Oof. Yeah. That dynamic can feel… quietly stressful.
Dating “with intention” while he’s just vibing can make you feel like you’re building a house and he’s packing for a picnic.
Let’s unpack this gently.
First: Get brutally honest with yourself
You’re dating for marriage. That’s not “intense.” That’s clarity. There’s nothing wrong with knowing what you want.
Ask yourself:
Is he truly go-with-the-flow… or avoiding commitment?
Has he said he doesn’t believe in marriage?
Or is he just not thinking that far ahead?
There’s a difference between:
“I’m open to marriage but I don’t rush things.”
and “I don’t really think about the future. Let’s just see.”
Those are not the same energy.
Second: Have the conversation (without pressure, without ultimatums)
Not:
“So what are we? When are we getting married?”
But more like:
“I date with the intention of marriage. I’m not rushing, but I do want to build toward something real. How do you see relationships long term?”
Watch how he responds:
Does he engage?
Does he deflect?
Does he get uncomfortable?
Does he say something vague and keep it vague?
A man who sees long-term potential doesn’t have to propose tomorrow — but he will speak about the future in concrete terms.
Third: Pay attention to alignment, not chemistry
Chemistry is easy. Alignment is rare.
You can have amazing vibes and still be fundamentally mismatched in timeline, values, or readiness.
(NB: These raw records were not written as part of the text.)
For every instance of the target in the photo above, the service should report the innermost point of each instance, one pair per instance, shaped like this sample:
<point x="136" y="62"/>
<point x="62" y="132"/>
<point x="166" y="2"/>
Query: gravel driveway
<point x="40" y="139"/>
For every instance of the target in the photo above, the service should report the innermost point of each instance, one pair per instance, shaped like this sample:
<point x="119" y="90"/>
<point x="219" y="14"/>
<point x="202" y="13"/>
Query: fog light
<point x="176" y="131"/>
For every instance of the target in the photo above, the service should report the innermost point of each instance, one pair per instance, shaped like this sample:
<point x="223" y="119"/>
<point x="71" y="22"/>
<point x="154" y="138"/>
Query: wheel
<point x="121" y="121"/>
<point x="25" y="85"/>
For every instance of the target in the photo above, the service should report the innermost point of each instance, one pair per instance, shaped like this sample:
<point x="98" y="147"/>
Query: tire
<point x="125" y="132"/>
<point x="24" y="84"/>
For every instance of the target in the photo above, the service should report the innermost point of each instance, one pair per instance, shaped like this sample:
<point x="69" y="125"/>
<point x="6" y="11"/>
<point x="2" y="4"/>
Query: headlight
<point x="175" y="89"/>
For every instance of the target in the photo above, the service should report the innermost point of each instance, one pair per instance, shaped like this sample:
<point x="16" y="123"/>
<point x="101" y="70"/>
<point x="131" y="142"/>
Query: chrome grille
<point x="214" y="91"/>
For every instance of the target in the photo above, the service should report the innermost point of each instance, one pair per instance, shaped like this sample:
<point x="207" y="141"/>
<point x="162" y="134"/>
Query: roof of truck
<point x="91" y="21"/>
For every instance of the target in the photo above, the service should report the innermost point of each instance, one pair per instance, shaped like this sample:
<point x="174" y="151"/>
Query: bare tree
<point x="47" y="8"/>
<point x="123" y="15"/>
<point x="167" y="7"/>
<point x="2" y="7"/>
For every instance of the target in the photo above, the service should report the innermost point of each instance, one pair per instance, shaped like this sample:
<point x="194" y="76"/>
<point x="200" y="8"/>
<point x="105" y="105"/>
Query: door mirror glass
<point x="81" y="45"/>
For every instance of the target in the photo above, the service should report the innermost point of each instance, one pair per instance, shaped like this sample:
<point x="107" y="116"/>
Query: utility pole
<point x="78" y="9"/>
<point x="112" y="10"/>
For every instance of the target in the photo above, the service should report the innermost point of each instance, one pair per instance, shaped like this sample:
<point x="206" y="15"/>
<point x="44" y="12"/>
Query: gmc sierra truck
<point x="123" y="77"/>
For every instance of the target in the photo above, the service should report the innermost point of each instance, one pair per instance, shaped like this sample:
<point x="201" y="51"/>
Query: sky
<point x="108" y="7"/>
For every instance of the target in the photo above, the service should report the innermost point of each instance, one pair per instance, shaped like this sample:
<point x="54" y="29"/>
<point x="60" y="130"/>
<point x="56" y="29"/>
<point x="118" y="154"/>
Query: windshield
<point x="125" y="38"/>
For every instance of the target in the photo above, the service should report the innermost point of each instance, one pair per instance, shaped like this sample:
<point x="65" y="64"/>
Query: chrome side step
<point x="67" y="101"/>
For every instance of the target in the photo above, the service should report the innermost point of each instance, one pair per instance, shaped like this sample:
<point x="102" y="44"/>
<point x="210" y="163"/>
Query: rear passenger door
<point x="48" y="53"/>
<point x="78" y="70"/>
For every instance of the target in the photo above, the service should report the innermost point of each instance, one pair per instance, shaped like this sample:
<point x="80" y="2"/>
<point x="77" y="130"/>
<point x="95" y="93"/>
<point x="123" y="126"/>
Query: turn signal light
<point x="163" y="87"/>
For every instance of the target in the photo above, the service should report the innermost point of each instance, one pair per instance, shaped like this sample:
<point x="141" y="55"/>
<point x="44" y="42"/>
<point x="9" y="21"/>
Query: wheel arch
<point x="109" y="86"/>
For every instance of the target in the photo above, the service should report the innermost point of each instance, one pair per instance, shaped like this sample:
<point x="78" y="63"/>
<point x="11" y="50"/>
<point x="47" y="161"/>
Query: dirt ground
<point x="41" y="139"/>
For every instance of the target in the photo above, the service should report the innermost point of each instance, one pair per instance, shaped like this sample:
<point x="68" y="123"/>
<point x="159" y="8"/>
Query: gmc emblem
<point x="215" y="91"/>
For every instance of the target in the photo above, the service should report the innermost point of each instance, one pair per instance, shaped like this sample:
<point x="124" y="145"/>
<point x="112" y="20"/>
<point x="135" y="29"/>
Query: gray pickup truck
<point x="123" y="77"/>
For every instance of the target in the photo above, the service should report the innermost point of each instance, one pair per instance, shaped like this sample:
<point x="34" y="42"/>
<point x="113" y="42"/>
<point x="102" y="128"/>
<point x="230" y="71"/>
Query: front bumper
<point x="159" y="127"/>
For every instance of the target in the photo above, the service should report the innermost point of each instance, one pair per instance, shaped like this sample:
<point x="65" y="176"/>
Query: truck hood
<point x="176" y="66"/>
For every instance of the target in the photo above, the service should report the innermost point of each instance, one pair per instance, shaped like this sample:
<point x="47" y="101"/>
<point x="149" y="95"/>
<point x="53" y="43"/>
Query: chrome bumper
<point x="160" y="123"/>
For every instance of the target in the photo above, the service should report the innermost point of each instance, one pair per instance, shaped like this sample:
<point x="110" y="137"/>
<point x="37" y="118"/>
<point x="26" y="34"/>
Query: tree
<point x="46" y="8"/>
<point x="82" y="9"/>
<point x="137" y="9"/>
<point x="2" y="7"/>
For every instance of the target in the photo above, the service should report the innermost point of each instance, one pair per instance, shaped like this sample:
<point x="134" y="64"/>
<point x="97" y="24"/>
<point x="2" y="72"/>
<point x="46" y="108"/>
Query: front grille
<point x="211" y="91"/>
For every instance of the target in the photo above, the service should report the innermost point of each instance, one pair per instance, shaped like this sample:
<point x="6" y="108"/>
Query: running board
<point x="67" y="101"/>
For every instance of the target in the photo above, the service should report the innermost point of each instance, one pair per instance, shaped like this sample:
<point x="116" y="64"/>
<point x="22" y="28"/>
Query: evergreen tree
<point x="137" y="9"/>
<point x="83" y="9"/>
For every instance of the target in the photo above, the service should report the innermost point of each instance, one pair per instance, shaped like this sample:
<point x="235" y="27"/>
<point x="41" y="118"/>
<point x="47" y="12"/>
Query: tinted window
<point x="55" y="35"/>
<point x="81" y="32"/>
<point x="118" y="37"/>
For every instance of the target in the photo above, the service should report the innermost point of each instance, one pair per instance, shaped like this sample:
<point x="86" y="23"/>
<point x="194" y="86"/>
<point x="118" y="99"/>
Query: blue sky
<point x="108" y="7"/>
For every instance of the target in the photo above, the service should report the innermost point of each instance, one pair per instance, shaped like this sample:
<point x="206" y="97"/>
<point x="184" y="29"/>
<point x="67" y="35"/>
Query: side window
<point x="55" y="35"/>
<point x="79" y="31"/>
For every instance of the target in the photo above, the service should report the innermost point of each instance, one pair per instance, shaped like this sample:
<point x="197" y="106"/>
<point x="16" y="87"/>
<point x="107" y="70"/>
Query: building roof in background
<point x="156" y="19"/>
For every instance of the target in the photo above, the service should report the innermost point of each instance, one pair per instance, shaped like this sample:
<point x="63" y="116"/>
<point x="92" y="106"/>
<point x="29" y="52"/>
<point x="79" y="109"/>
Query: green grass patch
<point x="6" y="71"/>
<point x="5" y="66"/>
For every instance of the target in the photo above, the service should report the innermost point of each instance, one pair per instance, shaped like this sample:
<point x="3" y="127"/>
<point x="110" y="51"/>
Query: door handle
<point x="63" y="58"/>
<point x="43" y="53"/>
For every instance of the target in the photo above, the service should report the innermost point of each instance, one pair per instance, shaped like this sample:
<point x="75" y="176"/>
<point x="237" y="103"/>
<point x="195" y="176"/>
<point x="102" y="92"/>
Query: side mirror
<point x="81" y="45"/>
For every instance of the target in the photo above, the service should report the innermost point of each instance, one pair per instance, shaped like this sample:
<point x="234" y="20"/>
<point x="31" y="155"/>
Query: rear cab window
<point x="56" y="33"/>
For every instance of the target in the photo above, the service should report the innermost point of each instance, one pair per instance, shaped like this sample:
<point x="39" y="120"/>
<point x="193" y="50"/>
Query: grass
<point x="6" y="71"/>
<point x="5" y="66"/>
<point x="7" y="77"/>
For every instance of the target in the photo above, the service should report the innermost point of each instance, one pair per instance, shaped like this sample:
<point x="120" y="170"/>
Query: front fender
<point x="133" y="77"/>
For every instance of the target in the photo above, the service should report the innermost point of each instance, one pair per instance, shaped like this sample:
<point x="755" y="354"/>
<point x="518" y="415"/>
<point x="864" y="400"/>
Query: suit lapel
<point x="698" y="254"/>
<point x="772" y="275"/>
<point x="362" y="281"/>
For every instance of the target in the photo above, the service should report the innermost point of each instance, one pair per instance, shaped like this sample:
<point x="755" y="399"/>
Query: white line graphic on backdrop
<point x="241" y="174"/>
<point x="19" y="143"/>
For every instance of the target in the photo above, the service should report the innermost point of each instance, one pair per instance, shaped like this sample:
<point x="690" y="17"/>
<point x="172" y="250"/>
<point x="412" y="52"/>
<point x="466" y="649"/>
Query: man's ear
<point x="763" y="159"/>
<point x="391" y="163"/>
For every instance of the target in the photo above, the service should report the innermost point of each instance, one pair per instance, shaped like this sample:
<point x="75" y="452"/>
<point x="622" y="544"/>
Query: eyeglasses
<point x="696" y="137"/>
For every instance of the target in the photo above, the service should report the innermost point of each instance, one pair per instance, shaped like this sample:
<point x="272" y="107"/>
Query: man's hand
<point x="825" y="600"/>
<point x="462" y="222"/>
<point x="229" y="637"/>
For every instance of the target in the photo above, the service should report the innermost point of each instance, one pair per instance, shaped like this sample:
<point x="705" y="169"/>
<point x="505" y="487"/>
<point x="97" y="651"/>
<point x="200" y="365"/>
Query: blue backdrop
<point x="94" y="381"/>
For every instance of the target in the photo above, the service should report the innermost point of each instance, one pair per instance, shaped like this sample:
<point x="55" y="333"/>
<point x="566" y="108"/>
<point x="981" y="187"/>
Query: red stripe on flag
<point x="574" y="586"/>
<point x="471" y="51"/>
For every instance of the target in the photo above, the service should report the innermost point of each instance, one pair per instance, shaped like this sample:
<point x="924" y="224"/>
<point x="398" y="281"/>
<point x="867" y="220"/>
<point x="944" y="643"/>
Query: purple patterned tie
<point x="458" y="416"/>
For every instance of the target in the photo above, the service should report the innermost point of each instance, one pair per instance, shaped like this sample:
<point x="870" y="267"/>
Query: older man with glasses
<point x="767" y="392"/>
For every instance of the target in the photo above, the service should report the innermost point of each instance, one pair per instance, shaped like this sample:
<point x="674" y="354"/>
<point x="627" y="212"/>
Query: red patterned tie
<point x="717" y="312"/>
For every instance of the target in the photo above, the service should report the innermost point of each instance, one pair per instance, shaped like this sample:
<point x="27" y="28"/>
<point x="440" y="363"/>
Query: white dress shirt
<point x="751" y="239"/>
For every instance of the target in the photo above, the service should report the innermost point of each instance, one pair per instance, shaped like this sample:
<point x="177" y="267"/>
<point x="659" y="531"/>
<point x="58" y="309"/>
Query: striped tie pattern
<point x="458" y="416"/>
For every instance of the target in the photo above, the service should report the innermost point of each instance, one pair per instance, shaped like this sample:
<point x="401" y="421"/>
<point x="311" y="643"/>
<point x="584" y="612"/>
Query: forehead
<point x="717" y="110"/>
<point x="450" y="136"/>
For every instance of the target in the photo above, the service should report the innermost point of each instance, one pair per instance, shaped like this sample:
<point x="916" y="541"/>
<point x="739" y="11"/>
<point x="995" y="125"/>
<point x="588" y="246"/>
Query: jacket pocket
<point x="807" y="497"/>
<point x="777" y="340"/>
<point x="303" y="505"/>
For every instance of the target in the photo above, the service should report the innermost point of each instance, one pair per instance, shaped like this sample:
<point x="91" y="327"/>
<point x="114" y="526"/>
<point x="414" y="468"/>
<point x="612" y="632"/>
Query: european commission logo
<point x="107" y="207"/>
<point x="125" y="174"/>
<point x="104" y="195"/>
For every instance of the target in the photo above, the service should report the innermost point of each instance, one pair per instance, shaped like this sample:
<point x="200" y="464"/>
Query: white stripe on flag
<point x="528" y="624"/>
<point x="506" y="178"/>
If you want marriage in the next few years and he’s “figuring himself out,” that gap will slowly eat at you. You’ll start feeling anxious. Then resentful. Then like you’re auditioning for permanence.
That’s exhausting.
Fourth: Don’t shrink your timeline to keep him
This is the trap.
You tell yourself:
“Maybe I’m being too serious.”
“Maybe I should just relax.”
“Maybe he’ll come around.”
Sometimes he does. Sometimes he doesn’t.
But the real question is: If he stayed exactly as he is right now, would that work for you?
Fifth: Decide what you can live with
There are really three outcomes:
He clarifies that he wants marriage — just not rushed → You align on pace.
He’s unsure but willing to grow → You give it time with boundaries.
He truly just wants to flow indefinitely → You choose whether that works for your goals.
None of these make him “bad.” None of these make you “too much.”
It’s just compatibility.
Let me ask you something (gently): Are you feeling patient… or are you already feeling anxious and insecure because of the ambiguity?
That feeling usually tells you everything.